Newspaper review of show:
Certain afternoon mainstage shows can be akin to opening one of those sampler albums artists or labels put together every so often, and Bruce Cockburn's Saturday show certainly fell into that category.
It's not a bad thing and the album-sampler versions usually go something like this. You get a few of the artist's best-known tunes, a handful of brand-new pieces that are currently front-racked in the stores, a couple of alternate-takes album tracks and some gem that has been pulled out of mothballs.
That's pretty much the route our man Bruce took as he kicked off a glorious, blue-sky day with Wondering Where The Lions Are, which drew most of us in with its inviting reggae beat and hummable chorus that kept the tune on the charts for quite a spell about 15 years ago.
From there it was straight into a couple of new ones from his latest release, Breakfast In New Orleans, Dinner In Timbuktu.
The guitarist/singer/songwriter went with Let The Bad Air Out, which contains the biting lines, "Traitors in high places take my money, tell me lies; Take a walk past Parliament, it smells like something died." But those lines didn't seem to find a target with the fellow sitting in front of this observer, who was drawn into the Money and Markets section of The Globe and Mail. Talk about the new age of folk festivals (at least his cellphone didn't go off).
Working with a killer rhythm section, Ben Riley on drums and Steve Lucas on bass, Cockburn kept with the new on a brooding and winding instrumental titled Down To The Delta that saw Lucas take over the lead role on his six-string bass. His long sojourn earned him a enthusiastic round of applause.
From there, Cockburn turned back the pages to 1980 and dusted off Tokyo, which remains one of his best-known tunes in a huge volume of recorded work.
Then it was into another new piece, End of All Rivers. Before kicking it off, Cockburn introduced it with, "Here's some more folk music," and a sly grin.
This piece also found him exploring his fretboard and some of his passages that had a sinewy-like tone, sounded as though they were an extension of the instrumental voice of the late Jerry Garcia. Once again, Riley and Lucas laid down a solid foundation.
Before it was all over, Cockburn repainted an old warhorse, Feast of Fools, with a grunge-toned coat; once more slid into a tropical groove on Mango, from his latest release, and even worked a double-shuffle kind of rhythm to the max on Night Train from the early '90s.

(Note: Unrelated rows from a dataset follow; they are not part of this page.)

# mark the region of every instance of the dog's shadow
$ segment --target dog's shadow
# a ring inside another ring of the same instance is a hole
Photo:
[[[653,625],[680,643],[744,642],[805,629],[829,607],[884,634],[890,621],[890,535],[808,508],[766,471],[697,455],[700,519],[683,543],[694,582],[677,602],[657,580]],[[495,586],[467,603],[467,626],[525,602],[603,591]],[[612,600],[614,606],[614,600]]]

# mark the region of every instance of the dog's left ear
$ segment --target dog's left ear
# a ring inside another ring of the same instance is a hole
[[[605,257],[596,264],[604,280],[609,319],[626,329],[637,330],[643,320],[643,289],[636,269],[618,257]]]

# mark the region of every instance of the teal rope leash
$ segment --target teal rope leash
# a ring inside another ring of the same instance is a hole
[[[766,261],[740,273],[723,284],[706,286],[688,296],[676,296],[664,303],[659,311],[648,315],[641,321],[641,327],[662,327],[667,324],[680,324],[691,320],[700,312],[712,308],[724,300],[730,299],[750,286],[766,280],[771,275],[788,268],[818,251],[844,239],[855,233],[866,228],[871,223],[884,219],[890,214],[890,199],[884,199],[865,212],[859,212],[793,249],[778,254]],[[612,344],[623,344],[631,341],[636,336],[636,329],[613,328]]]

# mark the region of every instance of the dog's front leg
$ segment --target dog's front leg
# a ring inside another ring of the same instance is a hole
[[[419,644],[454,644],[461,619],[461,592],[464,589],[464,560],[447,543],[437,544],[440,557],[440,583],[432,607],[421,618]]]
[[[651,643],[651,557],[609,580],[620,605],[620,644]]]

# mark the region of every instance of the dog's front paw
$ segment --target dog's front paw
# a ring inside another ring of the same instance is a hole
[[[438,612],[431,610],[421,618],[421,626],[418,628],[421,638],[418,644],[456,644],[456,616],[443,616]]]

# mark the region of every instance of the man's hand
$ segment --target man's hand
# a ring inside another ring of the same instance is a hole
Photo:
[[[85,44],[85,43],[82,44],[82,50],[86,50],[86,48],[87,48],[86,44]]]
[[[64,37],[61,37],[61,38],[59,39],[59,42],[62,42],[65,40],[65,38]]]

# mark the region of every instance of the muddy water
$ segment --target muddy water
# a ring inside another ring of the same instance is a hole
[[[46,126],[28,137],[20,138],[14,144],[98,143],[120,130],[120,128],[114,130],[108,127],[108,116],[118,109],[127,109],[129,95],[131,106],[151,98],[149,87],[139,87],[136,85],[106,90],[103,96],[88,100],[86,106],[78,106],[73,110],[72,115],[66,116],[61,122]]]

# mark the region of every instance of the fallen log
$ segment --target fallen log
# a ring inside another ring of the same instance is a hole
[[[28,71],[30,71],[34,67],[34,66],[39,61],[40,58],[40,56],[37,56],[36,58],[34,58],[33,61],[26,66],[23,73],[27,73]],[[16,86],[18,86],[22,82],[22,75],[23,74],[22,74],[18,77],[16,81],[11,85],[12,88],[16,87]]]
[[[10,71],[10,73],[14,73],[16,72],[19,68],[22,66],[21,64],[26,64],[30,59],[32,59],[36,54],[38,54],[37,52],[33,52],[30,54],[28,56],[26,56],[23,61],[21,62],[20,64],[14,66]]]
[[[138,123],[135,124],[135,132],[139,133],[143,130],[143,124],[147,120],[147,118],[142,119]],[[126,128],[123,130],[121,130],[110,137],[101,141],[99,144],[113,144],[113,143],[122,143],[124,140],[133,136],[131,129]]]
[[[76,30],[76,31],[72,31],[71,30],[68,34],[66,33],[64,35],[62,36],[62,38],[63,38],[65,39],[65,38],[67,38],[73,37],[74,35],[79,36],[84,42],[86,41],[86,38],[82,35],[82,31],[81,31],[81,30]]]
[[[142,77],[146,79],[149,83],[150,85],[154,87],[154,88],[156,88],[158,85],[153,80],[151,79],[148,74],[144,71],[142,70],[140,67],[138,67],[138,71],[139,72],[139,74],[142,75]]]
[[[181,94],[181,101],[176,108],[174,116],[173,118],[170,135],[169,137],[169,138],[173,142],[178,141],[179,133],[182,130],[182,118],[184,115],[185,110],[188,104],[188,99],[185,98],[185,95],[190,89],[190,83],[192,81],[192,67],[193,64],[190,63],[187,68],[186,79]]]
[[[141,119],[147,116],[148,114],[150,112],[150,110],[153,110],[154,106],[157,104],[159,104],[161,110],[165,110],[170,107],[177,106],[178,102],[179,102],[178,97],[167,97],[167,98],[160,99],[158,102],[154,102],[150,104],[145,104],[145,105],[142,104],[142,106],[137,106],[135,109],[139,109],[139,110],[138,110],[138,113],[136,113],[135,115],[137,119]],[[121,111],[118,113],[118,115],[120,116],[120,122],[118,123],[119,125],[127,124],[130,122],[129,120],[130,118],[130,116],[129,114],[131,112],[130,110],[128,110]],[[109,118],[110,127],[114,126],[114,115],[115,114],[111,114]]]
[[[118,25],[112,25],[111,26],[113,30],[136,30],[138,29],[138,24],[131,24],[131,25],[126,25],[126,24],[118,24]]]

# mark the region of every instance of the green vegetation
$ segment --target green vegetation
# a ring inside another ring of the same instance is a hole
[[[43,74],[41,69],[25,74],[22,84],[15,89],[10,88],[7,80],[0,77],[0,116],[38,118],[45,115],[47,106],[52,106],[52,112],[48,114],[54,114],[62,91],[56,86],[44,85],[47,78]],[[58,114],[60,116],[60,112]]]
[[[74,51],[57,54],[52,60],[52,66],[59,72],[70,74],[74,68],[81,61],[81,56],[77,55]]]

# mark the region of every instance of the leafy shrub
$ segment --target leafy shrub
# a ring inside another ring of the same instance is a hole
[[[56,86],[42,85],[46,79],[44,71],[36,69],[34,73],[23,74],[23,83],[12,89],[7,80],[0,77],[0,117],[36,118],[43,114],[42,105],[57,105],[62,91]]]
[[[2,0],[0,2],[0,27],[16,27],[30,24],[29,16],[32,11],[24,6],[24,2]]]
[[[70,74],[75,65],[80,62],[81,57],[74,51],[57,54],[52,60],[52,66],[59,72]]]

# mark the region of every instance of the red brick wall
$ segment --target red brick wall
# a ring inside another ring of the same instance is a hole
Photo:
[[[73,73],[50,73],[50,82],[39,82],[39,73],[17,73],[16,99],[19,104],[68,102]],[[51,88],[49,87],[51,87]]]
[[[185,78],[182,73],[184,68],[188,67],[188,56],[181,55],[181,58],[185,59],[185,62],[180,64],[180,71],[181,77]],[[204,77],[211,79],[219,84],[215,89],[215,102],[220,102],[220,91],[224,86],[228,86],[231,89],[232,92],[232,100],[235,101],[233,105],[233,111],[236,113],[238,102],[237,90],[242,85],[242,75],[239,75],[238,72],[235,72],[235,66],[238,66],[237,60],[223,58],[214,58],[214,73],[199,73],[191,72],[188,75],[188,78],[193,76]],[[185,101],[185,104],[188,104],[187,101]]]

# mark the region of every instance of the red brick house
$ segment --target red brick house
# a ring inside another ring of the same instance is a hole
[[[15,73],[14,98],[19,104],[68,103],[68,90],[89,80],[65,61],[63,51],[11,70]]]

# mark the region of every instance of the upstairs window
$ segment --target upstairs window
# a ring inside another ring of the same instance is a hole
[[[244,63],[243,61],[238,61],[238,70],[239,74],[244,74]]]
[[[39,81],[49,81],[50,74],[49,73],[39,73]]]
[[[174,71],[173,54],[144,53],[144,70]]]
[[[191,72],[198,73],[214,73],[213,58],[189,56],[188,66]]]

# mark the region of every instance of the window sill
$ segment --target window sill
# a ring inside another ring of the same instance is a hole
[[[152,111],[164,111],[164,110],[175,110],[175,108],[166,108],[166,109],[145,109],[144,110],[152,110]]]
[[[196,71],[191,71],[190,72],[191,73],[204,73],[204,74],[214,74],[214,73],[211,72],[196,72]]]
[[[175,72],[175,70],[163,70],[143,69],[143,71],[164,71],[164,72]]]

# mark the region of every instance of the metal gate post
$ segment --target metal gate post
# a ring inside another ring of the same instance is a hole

It was an all-too-quick overview of Cockburn's music and we've probably all got faves we wanted to hear that he didn't get to, but it certainly was a strong reminder of what a truly great artist this man is.
Another Newspaper review:
Dressed in floppy hats, swishy skirts and baggy shorts, more than 80,000 visitors descended on Gallagher Park in the heart of Edmonton's lush river valley over the weekend for the 21st staging of the Edmonton Folk Festival. The 65 performers on the bill included 87-year-old bluesman Jimmy "T-99" Nelson, American folk songstress Shawn Colvin, wicked R&B veteran Wilson Pickett and Canadian social activist and picker Bruce Cockburn. The festival was "really great, it's beautiful," said Colvin, who, during a late-night performance Saturday was surprised by an onstage visit from country-rocker Steve Earle. One of the highlights of the Saturday afternoon "workshops" was a performance by Colvin, Coburn, Stephen Fearing and Blue Rodeo's urban cowboy Greg Keelor. Cockburn (right) excluded the media from his performance area, "for the benefit of the fans," and later refused to do interviews (except for one with Much More Music, the Canadian adult-contemporary video channel.) Cockburn, a favourite of Edmonton folkies, turned in a remarkable musical performance Saturday, picking his way through old hits such as Tokyo and Wondering Where the Lions Are, and a few new songs from his latest release, Breakfast in New Orleans, Dinner in Timbuktu. But all was not peace and love. One female visitor protecting her staked-out spot in front of the main stage suffered a leg fracture when she was run over by a mob of volunteers rushing to secure similarly groovy vantage points. Indeed, by 8 p.m. Saturday, more than 62 visitors had made their way to the festival's first-aid tent, including one man who had a broken glass bottle protruding from his leg and at least one other who was suspected of suffering the effects of alcohol poisoning. Nevertheless, the festivities continued Sunday with afternoon performances -- in the rain -- by Ian Tyson, Madagascar Slim, Scrüj MacDhuk and Irish traditionalists Dervish. Hot American rockers Wilco were expected to play last night, as were Steve Earle and New Orleans-based gospel group Church Street.